You don’t need a trained ear for lossless audio to be different for lossy audio.
do a blind test between ogg 320kbps which Spotify premium uses and FLAC and tell me your score then
my point is, if you’re not working on that audio, there is no audible difference between two
I compress everything with Opus 192kbp/s (way over the human ear). I get the quality of FLAC with the size of an MP4. Also Spotify sucks with their AI slop.
I agree that the vast majority of people will not be able to distinguish one from another, but the company is the biggest streaming service and they’re behind their competitors in this aspect. They also have been promising this for years and not delivering.
everyone listening to audio on a modern phone will be using bluetooth anyway. lossless is jist a money grab.
even my local flac files are indistinguishable from standard quality streamed media over bluetooth
don’t say it too loud the nerds on here will be angry at you (you’re already getting down voted for no reason)
I don’t get it either. I’m pretty sure it’s just marketing bullshit and many people are falling for it. Same with bluetooth headphones and codecs. I wouldn’t be surprised if the difference between LDAC and AAC on an average bluetooth headset wouldn’t even be scientifically measurable.
Prob should get on with sorting out the AI stealing people’s music and profiles
Pretty sure Spotify approves of it. They don’t care about artists they are there for profit.
But not like people are going to notice any difference over a stream if it buffers even slightly.
Most people can’t even tell the difference between 192 and 320 kbps, they don’t care about lossless over stream. Also screw spotify.
yeah golden ears are very rare. 320 kbps of any codec is fine for me.
For tracks I’m familiar with and play often, I can usually tell the difference between 128kbps and 192kbps on an MP3. In very rare cases, with the right song and the right earphones, I can discern 192kpbs MP3 from 256kbps. But I definitely can’t tell a 256kbps MP3 from FLAC. The Wikipedia arrival on audio transparency says that MP3 becomes transparent on average around 240kbps.

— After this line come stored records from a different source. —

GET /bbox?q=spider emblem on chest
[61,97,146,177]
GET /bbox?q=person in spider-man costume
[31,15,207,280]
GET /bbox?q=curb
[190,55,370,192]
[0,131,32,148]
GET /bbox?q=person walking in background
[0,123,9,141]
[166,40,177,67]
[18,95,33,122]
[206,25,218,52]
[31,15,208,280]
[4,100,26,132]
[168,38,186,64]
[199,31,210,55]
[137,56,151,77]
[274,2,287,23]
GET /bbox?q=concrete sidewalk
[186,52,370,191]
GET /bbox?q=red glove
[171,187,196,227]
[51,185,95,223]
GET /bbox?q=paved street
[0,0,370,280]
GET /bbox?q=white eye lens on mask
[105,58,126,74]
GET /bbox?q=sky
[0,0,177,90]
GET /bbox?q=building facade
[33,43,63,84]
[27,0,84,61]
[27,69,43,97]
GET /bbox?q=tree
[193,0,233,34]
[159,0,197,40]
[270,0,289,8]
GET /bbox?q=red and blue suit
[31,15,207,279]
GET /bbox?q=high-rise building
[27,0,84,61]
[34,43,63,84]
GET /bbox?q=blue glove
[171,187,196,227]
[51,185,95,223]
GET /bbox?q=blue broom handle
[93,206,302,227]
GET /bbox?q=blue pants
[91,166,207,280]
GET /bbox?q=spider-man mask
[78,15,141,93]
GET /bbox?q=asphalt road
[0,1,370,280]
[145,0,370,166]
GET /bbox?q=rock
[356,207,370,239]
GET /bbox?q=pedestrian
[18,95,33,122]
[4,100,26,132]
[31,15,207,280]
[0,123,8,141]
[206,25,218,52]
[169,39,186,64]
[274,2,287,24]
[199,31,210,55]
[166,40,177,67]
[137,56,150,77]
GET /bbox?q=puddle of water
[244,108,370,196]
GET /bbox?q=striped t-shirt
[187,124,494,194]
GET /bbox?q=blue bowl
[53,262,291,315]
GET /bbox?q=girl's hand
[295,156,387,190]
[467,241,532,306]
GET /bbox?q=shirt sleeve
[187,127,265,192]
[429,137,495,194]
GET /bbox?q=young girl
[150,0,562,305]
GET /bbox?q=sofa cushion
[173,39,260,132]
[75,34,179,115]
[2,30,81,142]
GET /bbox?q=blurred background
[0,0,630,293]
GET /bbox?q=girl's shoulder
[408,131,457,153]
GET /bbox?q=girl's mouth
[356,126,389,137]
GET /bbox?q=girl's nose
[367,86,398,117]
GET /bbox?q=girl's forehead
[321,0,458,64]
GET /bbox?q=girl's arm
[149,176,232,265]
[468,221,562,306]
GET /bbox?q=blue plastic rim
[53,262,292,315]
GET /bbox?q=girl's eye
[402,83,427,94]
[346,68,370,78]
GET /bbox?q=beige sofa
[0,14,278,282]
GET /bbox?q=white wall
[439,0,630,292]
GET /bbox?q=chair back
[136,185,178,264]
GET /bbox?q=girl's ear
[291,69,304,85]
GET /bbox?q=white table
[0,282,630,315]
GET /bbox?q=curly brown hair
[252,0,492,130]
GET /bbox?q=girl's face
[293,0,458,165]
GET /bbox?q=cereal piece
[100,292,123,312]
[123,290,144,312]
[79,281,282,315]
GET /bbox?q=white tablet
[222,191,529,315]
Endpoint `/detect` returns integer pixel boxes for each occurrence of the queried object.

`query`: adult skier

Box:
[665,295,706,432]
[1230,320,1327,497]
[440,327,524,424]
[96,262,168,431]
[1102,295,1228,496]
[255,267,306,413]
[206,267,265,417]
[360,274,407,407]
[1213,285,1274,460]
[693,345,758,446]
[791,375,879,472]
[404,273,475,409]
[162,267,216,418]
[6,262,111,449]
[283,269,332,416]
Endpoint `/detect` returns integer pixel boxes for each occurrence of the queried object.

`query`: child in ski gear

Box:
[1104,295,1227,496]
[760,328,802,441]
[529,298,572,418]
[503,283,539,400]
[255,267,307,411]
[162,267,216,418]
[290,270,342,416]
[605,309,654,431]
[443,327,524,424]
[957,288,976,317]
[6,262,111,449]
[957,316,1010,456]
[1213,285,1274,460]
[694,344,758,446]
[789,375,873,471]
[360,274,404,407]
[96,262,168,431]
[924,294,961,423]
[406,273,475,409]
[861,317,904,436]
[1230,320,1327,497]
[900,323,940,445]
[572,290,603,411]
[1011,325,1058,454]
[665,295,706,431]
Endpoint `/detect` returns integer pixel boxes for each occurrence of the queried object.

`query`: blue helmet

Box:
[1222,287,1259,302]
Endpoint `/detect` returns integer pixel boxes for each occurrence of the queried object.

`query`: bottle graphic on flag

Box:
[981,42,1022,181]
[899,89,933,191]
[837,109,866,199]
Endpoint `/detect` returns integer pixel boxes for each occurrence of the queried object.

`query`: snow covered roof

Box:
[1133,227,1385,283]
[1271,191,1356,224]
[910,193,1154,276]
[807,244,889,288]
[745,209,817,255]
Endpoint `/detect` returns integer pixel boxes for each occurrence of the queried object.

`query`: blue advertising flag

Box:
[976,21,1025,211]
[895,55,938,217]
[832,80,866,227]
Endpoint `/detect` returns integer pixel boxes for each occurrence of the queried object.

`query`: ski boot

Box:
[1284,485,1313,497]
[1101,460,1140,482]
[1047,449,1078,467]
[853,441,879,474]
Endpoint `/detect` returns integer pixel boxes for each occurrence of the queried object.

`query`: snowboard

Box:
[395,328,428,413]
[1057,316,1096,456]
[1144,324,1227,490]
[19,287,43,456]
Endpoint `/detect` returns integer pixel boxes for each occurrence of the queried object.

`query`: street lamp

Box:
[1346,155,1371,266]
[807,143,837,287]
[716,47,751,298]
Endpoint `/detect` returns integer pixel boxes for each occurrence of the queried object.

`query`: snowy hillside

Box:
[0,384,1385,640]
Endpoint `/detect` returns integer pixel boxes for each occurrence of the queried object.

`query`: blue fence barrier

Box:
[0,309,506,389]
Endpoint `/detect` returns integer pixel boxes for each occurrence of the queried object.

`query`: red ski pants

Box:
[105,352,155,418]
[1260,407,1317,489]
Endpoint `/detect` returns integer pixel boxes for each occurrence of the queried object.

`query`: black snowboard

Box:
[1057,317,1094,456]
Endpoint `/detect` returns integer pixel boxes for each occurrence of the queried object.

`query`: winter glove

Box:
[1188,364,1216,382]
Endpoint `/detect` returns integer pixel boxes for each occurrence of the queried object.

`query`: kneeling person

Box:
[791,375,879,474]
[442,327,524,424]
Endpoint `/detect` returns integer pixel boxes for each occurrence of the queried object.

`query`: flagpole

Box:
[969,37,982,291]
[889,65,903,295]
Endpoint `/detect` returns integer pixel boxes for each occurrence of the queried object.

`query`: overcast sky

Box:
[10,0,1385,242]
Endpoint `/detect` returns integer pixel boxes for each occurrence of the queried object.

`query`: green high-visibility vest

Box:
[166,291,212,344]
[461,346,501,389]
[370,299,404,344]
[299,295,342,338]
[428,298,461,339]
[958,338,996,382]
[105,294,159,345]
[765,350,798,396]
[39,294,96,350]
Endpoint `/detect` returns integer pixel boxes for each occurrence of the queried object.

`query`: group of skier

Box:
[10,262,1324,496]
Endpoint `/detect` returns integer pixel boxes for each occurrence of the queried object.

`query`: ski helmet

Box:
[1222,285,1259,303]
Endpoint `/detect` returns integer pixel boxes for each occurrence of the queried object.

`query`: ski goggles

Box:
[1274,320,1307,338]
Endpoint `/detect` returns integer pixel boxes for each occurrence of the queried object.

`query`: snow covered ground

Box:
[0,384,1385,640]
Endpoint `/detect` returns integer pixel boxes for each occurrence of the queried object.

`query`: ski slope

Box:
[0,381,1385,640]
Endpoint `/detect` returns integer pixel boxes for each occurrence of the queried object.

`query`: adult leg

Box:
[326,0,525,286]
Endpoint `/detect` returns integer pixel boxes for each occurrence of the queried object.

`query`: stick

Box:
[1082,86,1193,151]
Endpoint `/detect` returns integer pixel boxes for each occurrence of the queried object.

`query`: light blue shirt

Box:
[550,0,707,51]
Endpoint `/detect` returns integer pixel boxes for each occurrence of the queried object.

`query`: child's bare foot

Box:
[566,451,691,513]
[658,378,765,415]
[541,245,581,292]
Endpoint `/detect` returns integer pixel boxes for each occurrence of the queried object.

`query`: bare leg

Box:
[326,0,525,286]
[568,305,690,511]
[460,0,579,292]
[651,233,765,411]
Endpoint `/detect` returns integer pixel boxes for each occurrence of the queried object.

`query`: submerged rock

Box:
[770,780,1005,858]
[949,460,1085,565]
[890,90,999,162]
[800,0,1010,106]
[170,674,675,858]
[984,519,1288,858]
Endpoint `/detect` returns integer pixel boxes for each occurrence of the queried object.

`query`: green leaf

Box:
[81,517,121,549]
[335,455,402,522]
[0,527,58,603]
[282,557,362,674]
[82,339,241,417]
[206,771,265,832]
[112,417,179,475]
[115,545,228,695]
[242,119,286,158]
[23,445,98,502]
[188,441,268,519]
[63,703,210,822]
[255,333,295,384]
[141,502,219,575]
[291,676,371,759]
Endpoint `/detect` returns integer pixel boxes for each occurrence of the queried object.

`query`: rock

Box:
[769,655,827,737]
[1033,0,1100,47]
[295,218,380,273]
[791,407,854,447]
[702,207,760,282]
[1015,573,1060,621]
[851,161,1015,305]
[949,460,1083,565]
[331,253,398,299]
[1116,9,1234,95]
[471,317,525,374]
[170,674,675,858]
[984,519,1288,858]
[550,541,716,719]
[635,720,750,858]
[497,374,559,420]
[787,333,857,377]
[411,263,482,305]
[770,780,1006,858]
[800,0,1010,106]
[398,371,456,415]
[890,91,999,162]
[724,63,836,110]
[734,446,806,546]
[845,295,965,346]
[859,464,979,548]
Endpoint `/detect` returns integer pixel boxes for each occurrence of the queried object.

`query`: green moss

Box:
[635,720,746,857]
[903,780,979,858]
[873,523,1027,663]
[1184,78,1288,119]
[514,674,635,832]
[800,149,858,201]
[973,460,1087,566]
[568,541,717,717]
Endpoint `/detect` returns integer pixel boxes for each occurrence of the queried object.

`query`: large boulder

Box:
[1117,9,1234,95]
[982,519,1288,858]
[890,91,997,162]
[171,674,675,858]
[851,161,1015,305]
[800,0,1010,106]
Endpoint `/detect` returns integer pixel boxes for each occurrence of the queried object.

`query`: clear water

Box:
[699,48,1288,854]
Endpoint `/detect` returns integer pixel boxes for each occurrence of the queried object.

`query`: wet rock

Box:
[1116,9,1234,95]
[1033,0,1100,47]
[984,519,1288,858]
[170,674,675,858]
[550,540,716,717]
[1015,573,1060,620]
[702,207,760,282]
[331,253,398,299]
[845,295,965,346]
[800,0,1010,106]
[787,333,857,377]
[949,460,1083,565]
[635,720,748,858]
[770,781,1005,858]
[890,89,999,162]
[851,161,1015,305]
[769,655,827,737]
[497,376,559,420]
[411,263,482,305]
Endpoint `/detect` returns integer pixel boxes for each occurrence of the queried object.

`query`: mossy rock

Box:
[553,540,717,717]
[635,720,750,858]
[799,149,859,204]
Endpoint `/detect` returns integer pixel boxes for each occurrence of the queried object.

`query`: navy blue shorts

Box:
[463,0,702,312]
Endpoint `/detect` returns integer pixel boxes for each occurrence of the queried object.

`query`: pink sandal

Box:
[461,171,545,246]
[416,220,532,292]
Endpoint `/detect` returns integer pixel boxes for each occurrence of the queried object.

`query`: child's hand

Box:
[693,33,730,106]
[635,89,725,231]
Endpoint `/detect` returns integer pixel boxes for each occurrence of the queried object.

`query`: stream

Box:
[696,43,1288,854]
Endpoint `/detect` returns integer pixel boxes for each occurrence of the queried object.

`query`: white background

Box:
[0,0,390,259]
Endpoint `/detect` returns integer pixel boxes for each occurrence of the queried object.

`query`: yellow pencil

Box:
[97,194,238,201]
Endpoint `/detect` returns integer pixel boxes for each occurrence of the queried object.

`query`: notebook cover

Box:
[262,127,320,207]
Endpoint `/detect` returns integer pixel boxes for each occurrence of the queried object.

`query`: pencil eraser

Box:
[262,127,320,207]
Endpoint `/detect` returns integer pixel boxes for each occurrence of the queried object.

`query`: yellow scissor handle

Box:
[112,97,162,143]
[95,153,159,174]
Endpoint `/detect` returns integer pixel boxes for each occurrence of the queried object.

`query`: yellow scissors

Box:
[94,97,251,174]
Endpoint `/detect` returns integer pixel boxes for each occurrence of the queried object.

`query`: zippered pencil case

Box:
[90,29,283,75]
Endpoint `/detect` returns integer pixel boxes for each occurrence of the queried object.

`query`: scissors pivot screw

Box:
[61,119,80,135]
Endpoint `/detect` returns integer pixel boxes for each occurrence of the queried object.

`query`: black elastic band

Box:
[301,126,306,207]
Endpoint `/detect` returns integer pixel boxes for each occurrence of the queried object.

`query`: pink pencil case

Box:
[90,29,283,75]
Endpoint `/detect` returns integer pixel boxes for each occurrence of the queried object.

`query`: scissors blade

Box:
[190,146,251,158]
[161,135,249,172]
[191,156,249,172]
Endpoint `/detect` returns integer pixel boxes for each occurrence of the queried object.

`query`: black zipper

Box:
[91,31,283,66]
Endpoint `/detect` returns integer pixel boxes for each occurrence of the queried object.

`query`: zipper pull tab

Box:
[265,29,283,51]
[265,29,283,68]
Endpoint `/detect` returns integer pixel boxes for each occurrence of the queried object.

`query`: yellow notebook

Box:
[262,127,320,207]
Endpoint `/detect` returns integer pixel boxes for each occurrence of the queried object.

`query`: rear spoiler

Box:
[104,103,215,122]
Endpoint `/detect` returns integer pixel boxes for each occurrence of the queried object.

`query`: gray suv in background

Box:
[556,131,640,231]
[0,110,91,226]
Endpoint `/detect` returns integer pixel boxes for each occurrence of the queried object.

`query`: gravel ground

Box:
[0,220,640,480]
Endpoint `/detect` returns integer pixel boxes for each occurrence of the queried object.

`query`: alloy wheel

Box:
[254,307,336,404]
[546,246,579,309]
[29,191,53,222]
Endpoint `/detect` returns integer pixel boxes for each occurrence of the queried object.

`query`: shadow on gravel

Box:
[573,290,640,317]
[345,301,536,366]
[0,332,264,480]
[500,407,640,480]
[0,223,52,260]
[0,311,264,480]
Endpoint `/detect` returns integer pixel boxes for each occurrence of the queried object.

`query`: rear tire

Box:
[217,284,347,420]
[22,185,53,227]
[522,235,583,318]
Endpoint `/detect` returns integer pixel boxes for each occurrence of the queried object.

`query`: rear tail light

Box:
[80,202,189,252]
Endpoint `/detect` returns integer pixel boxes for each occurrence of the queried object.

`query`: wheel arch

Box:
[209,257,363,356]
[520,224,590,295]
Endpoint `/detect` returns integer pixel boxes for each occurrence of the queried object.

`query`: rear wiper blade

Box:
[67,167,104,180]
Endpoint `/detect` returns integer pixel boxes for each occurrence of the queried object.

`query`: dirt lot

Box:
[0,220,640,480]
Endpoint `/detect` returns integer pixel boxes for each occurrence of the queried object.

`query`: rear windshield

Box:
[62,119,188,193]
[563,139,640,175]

I’ve recently started using the Opus codec. It is higher quality at lower bitrates than MP3. Opus is considered transparent on average at around 160-192kbps.
Personally, I’ve been re-encoding all my FLACs to 192kbps OPUS for storing on my smartphone where space is limited.
Ah, feels good to know I just set up my Navidrome server and have been obtaining my entire music library for personal streaming.
It’s funny how many times people on Lemmy have accused Spotify of not paying artists fairly but for some reason there’s a large amount of ‘I pirate music and pay artists nothing’ that goes on around here and no one says a thing
Who mentioned piracy?
I get the files from bandcamp and quobuz. Unlike movies, you can still legally buy music, and get actual files.
I’d rather steal music than pay a corporation that exploits artists under the guise of legality. As an artist who’s being drained by these platforms, pirate my stuff and throw me a coffee, it’s the same money as the “legal” route, but at least it feels human, not dehumanizing or humiliating.
These days I pirate the music, and if I like it I go back and buy the album directly from the band (when possible). If i really like it, I buy concert tix/merch. If it doesn’t tickle my fancy, then I don’t.
In either case, I don’t think the artist is too worried about the pennies lost from my Spotify plays.